In 2005, Kerri Rawson heard a knock on the door of her apartment. When she opened it, an FBI agent informed her that her father had been arrested for murdering ten people, including two children. It was then that she learned her father was the notorious serial killer known as BTK, a name he’d given himself that described the horrific way he committed his crimes: bind, torture, kill. As news of his capture spread, Wichitacelebrated the end of a thirty-one-year nightmare.
For Kerri Rawson, another was just beginning. She was plunged into a black hole of horror and disbelief. The same man who had been a loving father, a devoted husband, church president, Boy Scout leader, and a public servant had been using their family as a cover for his heinous crimes since before she was born. Everything she had believed about her life had been a lie.
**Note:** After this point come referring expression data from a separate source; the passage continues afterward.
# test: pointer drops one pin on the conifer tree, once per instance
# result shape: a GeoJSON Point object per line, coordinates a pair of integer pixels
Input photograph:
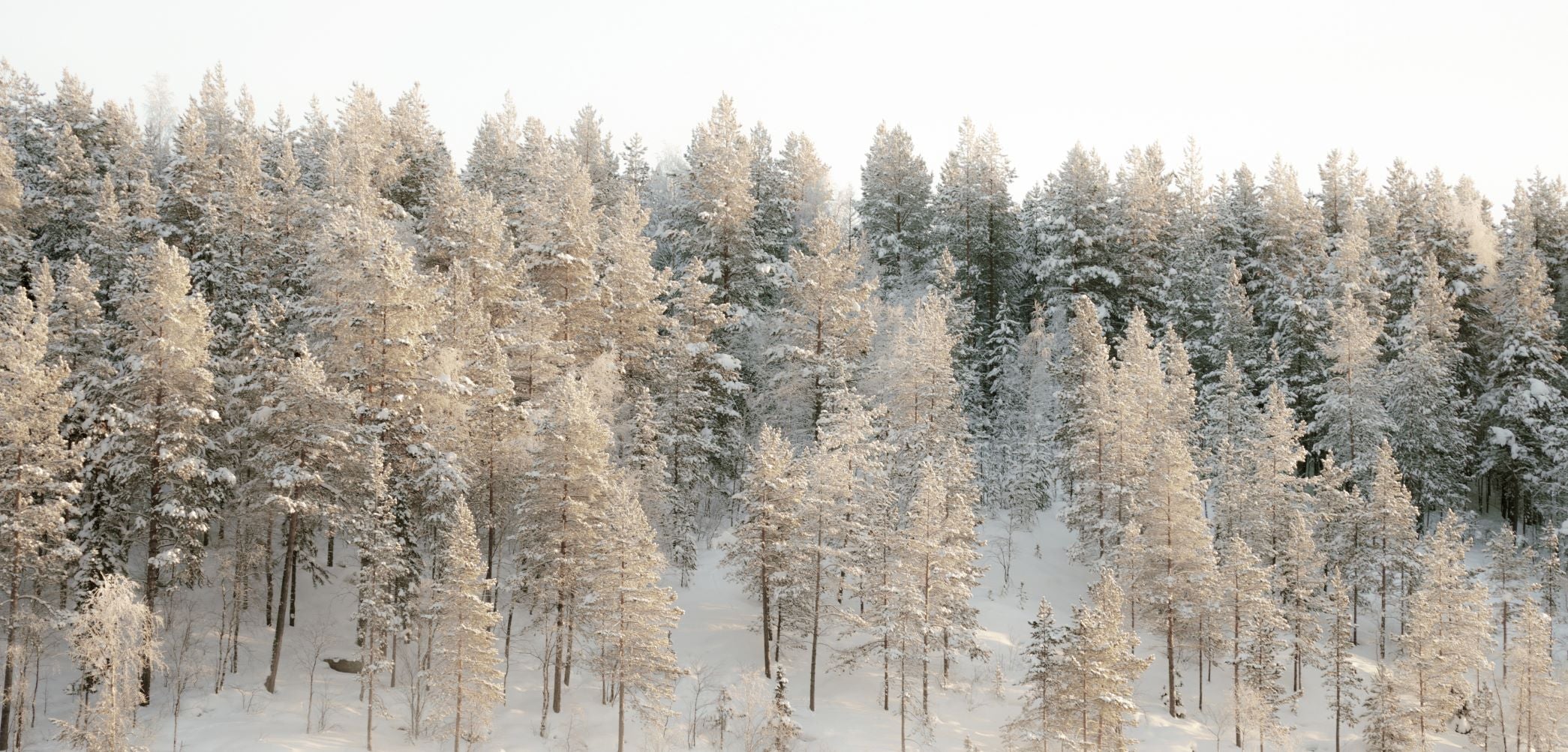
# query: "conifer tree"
{"type": "Point", "coordinates": [1431, 430]}
{"type": "Point", "coordinates": [1350, 417]}
{"type": "Point", "coordinates": [824, 329]}
{"type": "Point", "coordinates": [1389, 723]}
{"type": "Point", "coordinates": [113, 637]}
{"type": "Point", "coordinates": [158, 461]}
{"type": "Point", "coordinates": [1103, 668]}
{"type": "Point", "coordinates": [1534, 693]}
{"type": "Point", "coordinates": [770, 502]}
{"type": "Point", "coordinates": [1255, 622]}
{"type": "Point", "coordinates": [632, 616]}
{"type": "Point", "coordinates": [896, 207]}
{"type": "Point", "coordinates": [37, 478]}
{"type": "Point", "coordinates": [1048, 704]}
{"type": "Point", "coordinates": [781, 729]}
{"type": "Point", "coordinates": [1388, 522]}
{"type": "Point", "coordinates": [1341, 679]}
{"type": "Point", "coordinates": [1523, 406]}
{"type": "Point", "coordinates": [562, 516]}
{"type": "Point", "coordinates": [464, 680]}
{"type": "Point", "coordinates": [1448, 632]}
{"type": "Point", "coordinates": [1169, 555]}
{"type": "Point", "coordinates": [306, 455]}
{"type": "Point", "coordinates": [717, 204]}
{"type": "Point", "coordinates": [1089, 433]}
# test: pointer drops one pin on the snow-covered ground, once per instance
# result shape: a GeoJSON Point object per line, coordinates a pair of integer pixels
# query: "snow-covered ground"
{"type": "Point", "coordinates": [716, 638]}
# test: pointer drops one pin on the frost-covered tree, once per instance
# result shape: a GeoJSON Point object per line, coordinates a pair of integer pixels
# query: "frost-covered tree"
{"type": "Point", "coordinates": [1255, 624]}
{"type": "Point", "coordinates": [562, 516]}
{"type": "Point", "coordinates": [1523, 409]}
{"type": "Point", "coordinates": [716, 208]}
{"type": "Point", "coordinates": [1350, 418]}
{"type": "Point", "coordinates": [1068, 231]}
{"type": "Point", "coordinates": [978, 223]}
{"type": "Point", "coordinates": [1534, 693]}
{"type": "Point", "coordinates": [383, 565]}
{"type": "Point", "coordinates": [1341, 677]}
{"type": "Point", "coordinates": [1512, 569]}
{"type": "Point", "coordinates": [1432, 434]}
{"type": "Point", "coordinates": [464, 682]}
{"type": "Point", "coordinates": [1089, 433]}
{"type": "Point", "coordinates": [1048, 706]}
{"type": "Point", "coordinates": [701, 388]}
{"type": "Point", "coordinates": [1167, 555]}
{"type": "Point", "coordinates": [824, 329]}
{"type": "Point", "coordinates": [781, 729]}
{"type": "Point", "coordinates": [16, 243]}
{"type": "Point", "coordinates": [1448, 631]}
{"type": "Point", "coordinates": [770, 505]}
{"type": "Point", "coordinates": [1103, 668]}
{"type": "Point", "coordinates": [1389, 723]}
{"type": "Point", "coordinates": [112, 638]}
{"type": "Point", "coordinates": [631, 615]}
{"type": "Point", "coordinates": [155, 463]}
{"type": "Point", "coordinates": [896, 207]}
{"type": "Point", "coordinates": [306, 457]}
{"type": "Point", "coordinates": [37, 478]}
{"type": "Point", "coordinates": [1388, 522]}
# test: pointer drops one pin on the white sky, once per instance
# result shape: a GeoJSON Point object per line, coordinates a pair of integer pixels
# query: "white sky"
{"type": "Point", "coordinates": [1474, 88]}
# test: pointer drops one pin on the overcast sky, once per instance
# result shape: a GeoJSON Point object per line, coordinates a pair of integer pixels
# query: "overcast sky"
{"type": "Point", "coordinates": [1474, 88]}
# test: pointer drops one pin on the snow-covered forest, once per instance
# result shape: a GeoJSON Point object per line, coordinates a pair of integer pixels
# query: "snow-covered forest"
{"type": "Point", "coordinates": [312, 438]}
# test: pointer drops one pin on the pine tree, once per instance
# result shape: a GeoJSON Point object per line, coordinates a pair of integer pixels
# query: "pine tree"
{"type": "Point", "coordinates": [824, 329]}
{"type": "Point", "coordinates": [1510, 571]}
{"type": "Point", "coordinates": [112, 640]}
{"type": "Point", "coordinates": [1103, 668]}
{"type": "Point", "coordinates": [37, 477]}
{"type": "Point", "coordinates": [632, 616]}
{"type": "Point", "coordinates": [717, 204]}
{"type": "Point", "coordinates": [1389, 723]}
{"type": "Point", "coordinates": [381, 568]}
{"type": "Point", "coordinates": [562, 517]}
{"type": "Point", "coordinates": [464, 680]}
{"type": "Point", "coordinates": [1350, 417]}
{"type": "Point", "coordinates": [1523, 406]}
{"type": "Point", "coordinates": [158, 461]}
{"type": "Point", "coordinates": [1089, 433]}
{"type": "Point", "coordinates": [1388, 522]}
{"type": "Point", "coordinates": [976, 220]}
{"type": "Point", "coordinates": [1068, 228]}
{"type": "Point", "coordinates": [1448, 632]}
{"type": "Point", "coordinates": [896, 207]}
{"type": "Point", "coordinates": [1300, 569]}
{"type": "Point", "coordinates": [1169, 556]}
{"type": "Point", "coordinates": [1534, 693]}
{"type": "Point", "coordinates": [1341, 679]}
{"type": "Point", "coordinates": [1048, 709]}
{"type": "Point", "coordinates": [781, 729]}
{"type": "Point", "coordinates": [1432, 433]}
{"type": "Point", "coordinates": [770, 505]}
{"type": "Point", "coordinates": [16, 245]}
{"type": "Point", "coordinates": [305, 455]}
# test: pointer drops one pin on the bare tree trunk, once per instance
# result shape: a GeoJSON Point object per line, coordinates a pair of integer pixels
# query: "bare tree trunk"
{"type": "Point", "coordinates": [283, 604]}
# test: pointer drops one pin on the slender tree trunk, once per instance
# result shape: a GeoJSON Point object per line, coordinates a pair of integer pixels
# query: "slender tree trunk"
{"type": "Point", "coordinates": [267, 611]}
{"type": "Point", "coordinates": [816, 622]}
{"type": "Point", "coordinates": [10, 634]}
{"type": "Point", "coordinates": [283, 605]}
{"type": "Point", "coordinates": [767, 654]}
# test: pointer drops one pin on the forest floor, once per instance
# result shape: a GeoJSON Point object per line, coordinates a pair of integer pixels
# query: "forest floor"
{"type": "Point", "coordinates": [717, 640]}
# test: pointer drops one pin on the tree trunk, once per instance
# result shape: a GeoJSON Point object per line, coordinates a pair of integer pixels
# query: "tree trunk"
{"type": "Point", "coordinates": [290, 549]}
{"type": "Point", "coordinates": [767, 655]}
{"type": "Point", "coordinates": [10, 634]}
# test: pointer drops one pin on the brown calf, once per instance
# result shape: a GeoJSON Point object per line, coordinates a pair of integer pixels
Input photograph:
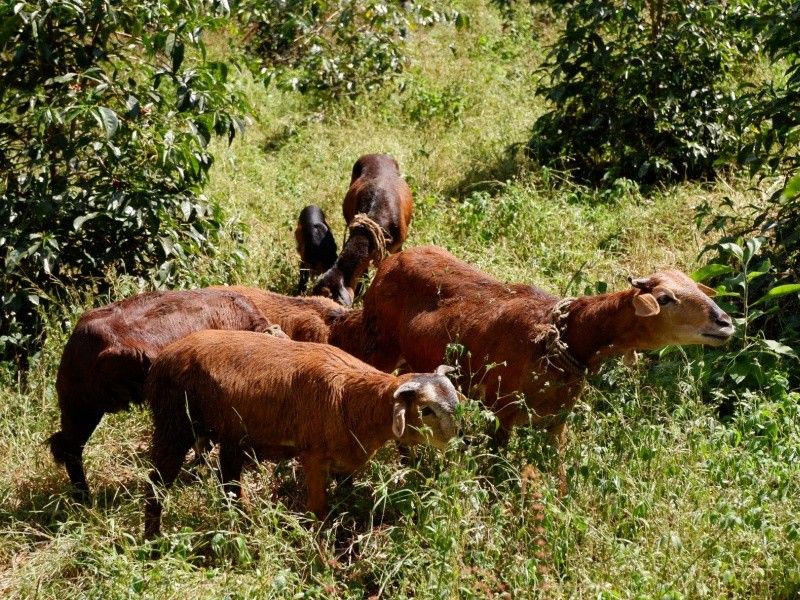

Written with candor and extraordinary courage, A Serial Killer’s Daughter is an unflinching exploration of life with one of America’s most infamous killers and an astonishing tale of personal and spiritual transformation. For all who suffer from unhealed wounds or the crippling effects of violence, betrayal, and anger, Kerri Rawson’s story offers the hope of reclaiming sanity in the midst of madness, rebuilding a life in the shadow of death, and learning to forgive the unforgivable.
Fantastic. I’ve seen a lot of talk from people who, quite frankly, are plain ignorant stating things like the author just wants her “five minutes of fame” “she’s not a victim” and worse things. I find it hard to believe that people are that heartless, but then I see it daily.
I can’t imagine waking up one day and learning that your father is responsible for murdering 11 people. However, the author does a wonderfully honest job of showing and telling us just that. It doesn’t matter how much I read, or how many clients I see, the fact that these people look so normal to us on the outside and function just like everyone else. The betrayal, shock, heartbreak, denial, loss, and everything else that she goes through is nothing I would wish on anyone. And then to have to deal with his actions as well and the shame that comes from it… Of course, she and her family are victims.
I was completely surprised at how well this book was written. It actually had a fiction feel to it. I got completely wrapped up in this and finished it in a day, it was that good. But then I’ve read so much about the offender and the murders, that it felt so good to read something about this event from another angle. It just goes to show how good these killers are at being ‘normal’, it’s actually hard to comprehend…
Fantastic read, and congratulations to the author. I hope she found some peace and solace in writing it, and wish her the very best in her healing journey.